This missile is pulling apart the cohesion of his crew. He's getting snappy at them, and they're getting angry with him. Spock's death has come to mean different things for them all, and Jim's realizing that Spock's death might only be _Spock's_ death to some of them. Some of the ensigns weren't even cadets when Nero happened. Is it unfair of him to want them to understand this—whatever it is—as he's come to understand it? Is that why Spock never volunteered to talk about it, just kept it wrapped deep inside himself? Jim is emotionally compromised.

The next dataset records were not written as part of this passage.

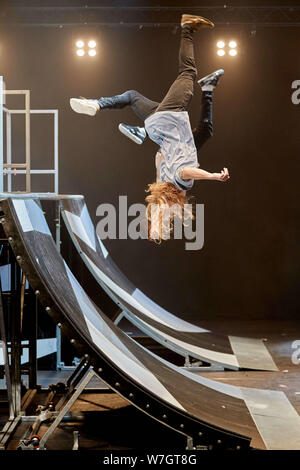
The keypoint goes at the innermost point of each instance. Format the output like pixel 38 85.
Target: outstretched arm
pixel 158 160
pixel 189 173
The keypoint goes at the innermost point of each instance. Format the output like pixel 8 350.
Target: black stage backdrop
pixel 249 265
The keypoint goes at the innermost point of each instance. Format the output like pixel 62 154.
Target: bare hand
pixel 223 176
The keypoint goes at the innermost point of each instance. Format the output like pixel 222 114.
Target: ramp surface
pixel 188 403
pixel 171 331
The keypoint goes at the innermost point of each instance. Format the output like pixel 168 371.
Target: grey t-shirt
pixel 171 130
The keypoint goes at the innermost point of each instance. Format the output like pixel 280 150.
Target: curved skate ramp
pixel 208 411
pixel 181 336
pixel 212 413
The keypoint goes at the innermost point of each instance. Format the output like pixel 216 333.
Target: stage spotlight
pixel 220 44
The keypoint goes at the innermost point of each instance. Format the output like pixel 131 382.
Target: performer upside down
pixel 168 125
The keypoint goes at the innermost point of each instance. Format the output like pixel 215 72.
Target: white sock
pixel 207 88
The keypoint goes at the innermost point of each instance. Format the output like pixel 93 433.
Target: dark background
pixel 249 266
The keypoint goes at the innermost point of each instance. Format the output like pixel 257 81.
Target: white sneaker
pixel 84 106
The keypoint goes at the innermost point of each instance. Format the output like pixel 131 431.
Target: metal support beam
pixel 149 16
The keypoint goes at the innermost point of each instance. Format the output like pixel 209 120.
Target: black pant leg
pixel 141 105
pixel 204 130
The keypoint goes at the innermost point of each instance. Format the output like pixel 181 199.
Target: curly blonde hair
pixel 163 203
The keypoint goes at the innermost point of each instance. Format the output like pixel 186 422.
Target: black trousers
pixel 177 98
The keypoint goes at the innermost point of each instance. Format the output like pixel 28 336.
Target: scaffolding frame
pixel 9 168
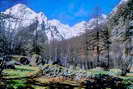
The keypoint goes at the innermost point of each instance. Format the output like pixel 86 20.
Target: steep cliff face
pixel 121 23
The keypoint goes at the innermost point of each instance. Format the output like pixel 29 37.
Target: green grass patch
pixel 21 71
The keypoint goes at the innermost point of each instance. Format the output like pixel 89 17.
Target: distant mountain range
pixel 53 29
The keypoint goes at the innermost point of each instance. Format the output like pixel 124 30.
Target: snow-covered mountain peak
pixel 53 28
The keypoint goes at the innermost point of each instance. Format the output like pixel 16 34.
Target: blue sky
pixel 67 11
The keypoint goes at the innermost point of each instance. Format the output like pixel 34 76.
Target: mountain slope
pixel 51 29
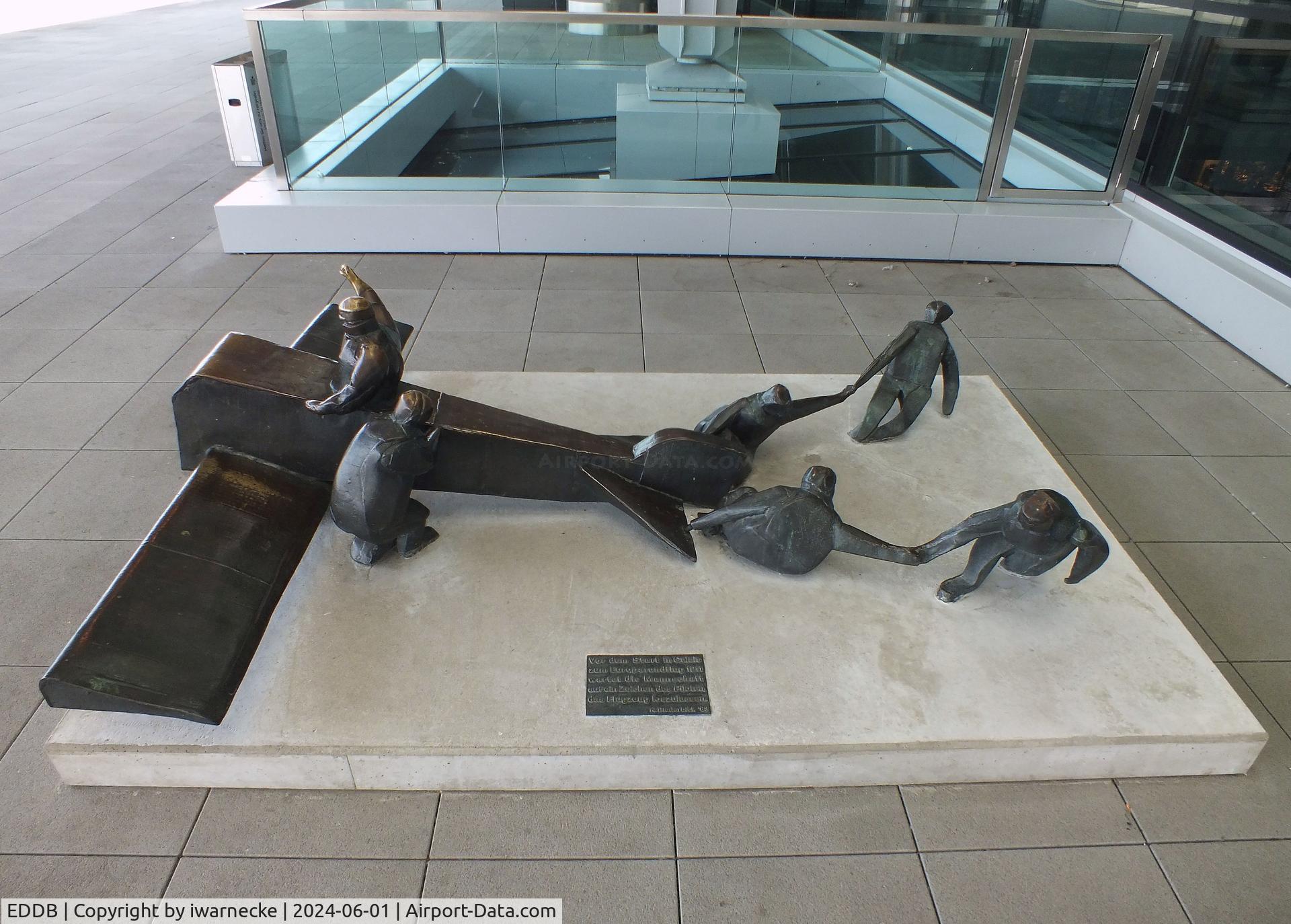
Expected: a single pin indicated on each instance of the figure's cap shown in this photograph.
(355, 309)
(412, 406)
(820, 480)
(776, 394)
(939, 313)
(1040, 510)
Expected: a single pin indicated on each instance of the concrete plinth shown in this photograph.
(465, 666)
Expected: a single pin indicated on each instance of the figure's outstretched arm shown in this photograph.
(723, 515)
(1093, 551)
(983, 523)
(859, 542)
(364, 381)
(888, 355)
(949, 380)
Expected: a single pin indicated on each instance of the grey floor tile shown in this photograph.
(314, 271)
(40, 814)
(1232, 367)
(590, 272)
(196, 348)
(168, 309)
(1149, 366)
(775, 313)
(1166, 319)
(495, 271)
(1173, 601)
(85, 876)
(684, 274)
(1146, 494)
(1263, 484)
(1220, 808)
(1236, 590)
(101, 494)
(498, 310)
(554, 825)
(589, 311)
(65, 307)
(1064, 886)
(1041, 363)
(1118, 532)
(126, 270)
(40, 616)
(26, 471)
(694, 313)
(592, 891)
(225, 878)
(1002, 318)
(779, 274)
(105, 355)
(468, 351)
(58, 416)
(32, 349)
(812, 352)
(1271, 681)
(885, 315)
(1095, 319)
(888, 888)
(253, 310)
(19, 696)
(210, 270)
(1097, 424)
(402, 270)
(791, 822)
(1117, 283)
(1215, 422)
(36, 270)
(701, 352)
(1040, 280)
(947, 280)
(300, 824)
(585, 352)
(871, 276)
(145, 422)
(988, 816)
(1243, 883)
(1274, 404)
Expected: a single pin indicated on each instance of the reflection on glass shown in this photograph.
(1077, 100)
(1232, 149)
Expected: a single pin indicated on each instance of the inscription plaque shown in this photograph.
(647, 685)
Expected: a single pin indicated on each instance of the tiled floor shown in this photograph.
(112, 288)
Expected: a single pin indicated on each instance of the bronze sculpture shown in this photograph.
(753, 418)
(909, 364)
(1027, 537)
(371, 359)
(372, 491)
(793, 529)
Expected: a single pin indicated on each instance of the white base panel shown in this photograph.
(258, 219)
(1237, 297)
(464, 668)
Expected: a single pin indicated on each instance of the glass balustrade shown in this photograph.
(397, 95)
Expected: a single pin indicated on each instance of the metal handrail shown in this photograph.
(299, 11)
(1017, 69)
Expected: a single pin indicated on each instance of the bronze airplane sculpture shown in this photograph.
(265, 430)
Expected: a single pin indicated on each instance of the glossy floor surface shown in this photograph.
(113, 286)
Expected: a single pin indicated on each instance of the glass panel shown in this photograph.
(846, 130)
(1229, 153)
(1076, 102)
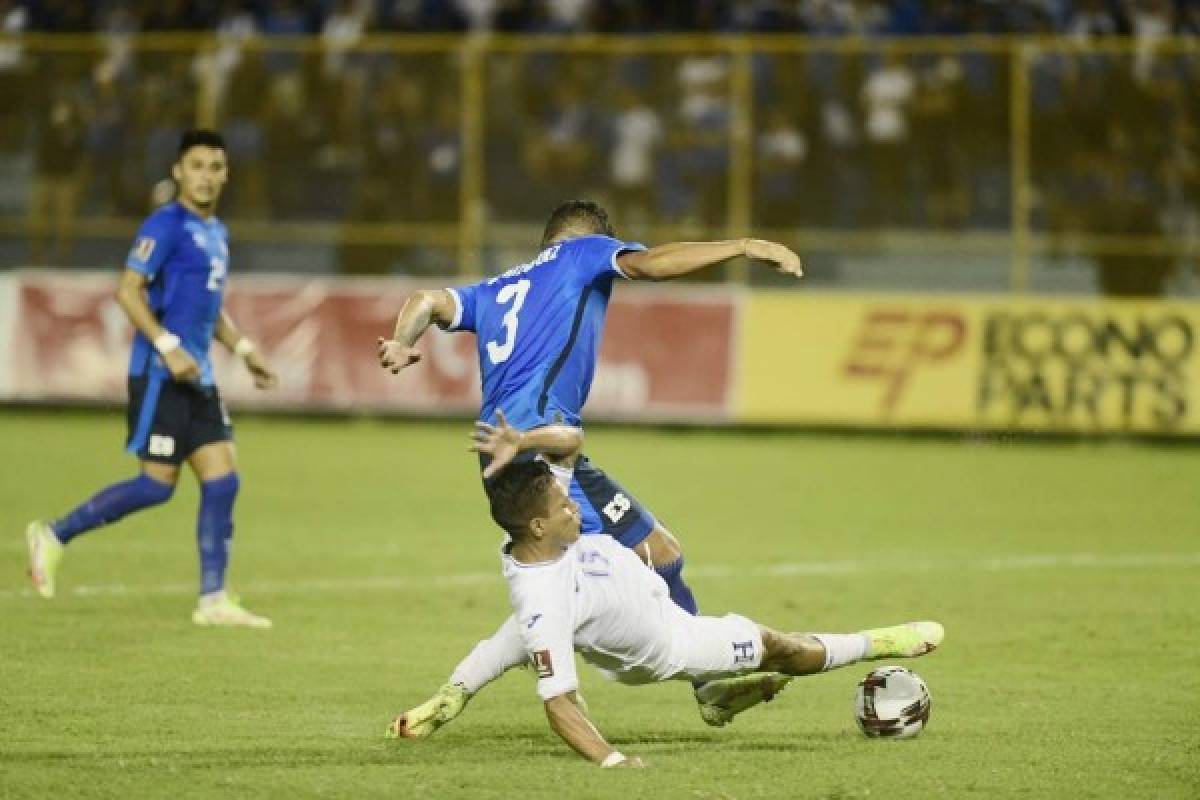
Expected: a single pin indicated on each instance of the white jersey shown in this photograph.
(601, 601)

A missile is touching off Spock and Vulcan all at once, and it's all he can not to fall to his knees and scream _why_. His core crew have withdrawn—he can see them dealing with their own demons. They weren't a group then. They were the faint beginnings of what they are now, they had no idea what they'd become. Spock was their first officer, Spock was the one who held things together when Pike was captured, Jim was the stowaway encouraging mutiny. In times of crisis, you don't want your crew confused about who's in charge. Jim wanted to be in charge. Said he knew what had to be done, fucked in the head as he was by the mind meld. Was such an asshole about it that he used every advantage. Spock, instead of fighting him all the way, gracefully abdicated not only for his own sake, but for the sake of the crew. Not only that, but he _came back_, to work _under_ Jim's command. They took their cues from Spock.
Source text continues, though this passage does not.